For some background information for this demo, please see the blog post here: #byodemos: new york city traffic incidents
#Installation
This demo includes a Vagrantfile that you can use to provision a local VM with the NYC accident data pre-loaded. You must have Vagrant and VirtualBox already installed:
You must also install a Git client to clone the demos repo or just download a zip of the repo from the repo website.
After you've installed Vagrant and VirtualBox, run the steps below to get the code and instantiate the VM:
- git clone https://github.com/elasticsearch/demo.git (HTTPS) or git clone [email protected]:elasticsearch/demo.git (SSH)
- cd nyc_traffic_accidents
- vagrant up
Once this is complete (should take anywhere between 3-20 minutes to run, depending on your network connection speed), you should have an Elasticsearch instance running with the NYC accident data index and kibana dashboard loaded. No further steps are necessary. To ensure everything is up and running correctly, click on the Elasticsearch Marvel link below.
Marvel - http://localhost:9200/_plugin/marvel/sense/index.html
You should then be able to load Kibana in a browser as well:
Kibana Dashboard - http://localhost:5200/#/dashboard/elasticsearch/NYC%20Accidents%20v.2
#Potential issues
The 'vagrant up' step may fail if you are running on Windows for a variety of reasons, some of which are listed here:
- BIOS not configured to enable Hardware Virtualization. [Windows, Linux]
- Ports 9200, 5200, 2222 blocked by firewall or other software. [Any OS]
##Vagrant port forwarding
The Vagrantfile is configured to forward requests from the host (laptop) to the VM using these rules:
- 9200 -> 9200 (Elasticsearch instance)
- 5200 -> 5200 (ngnix instance hosting Kibana)
If you have another Vagrant VM or a local Elasticsearch instance using ports 9200 and/or 5200, you will need to shut down those services while running this demo.
#Next steps
The Vagrant/Puppet scripts provision a ready-to-use Elasticsearch index and Kibana dashboard for you but if you're interested in refreshing the dataset with the latest updates from the City of New York, making tweaks to the Elasticsearch mapping config, enhancing the Logstash config and reindexing the data, or something else, this VM environment is ready for you to do that.
##Raw data updates
The latest version of the source data set can be found here: https://data.cityofnewyork.us/NYC-BigApps/NYPD-Motor-Vehicle-Collisions/h9gi-nx95?.

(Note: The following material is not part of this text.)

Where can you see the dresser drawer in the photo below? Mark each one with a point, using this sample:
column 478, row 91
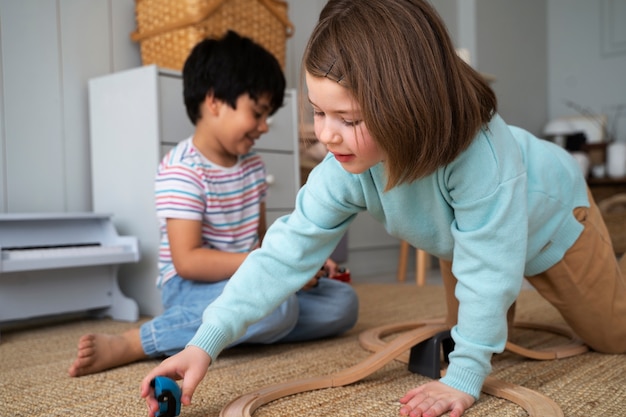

We recommend downloading the CSV version of the data set.
##Mapping config
The Elasticsearch mapping configuration is defined in the index template file: nyc_accidents_index_template.json. Documentation:
##Logstash config
The Logstash configuration is defined in the file: nyc_pedfatals.conf. Documentation for Logstash plugins: http://logstash.net/docs/1.4.2/.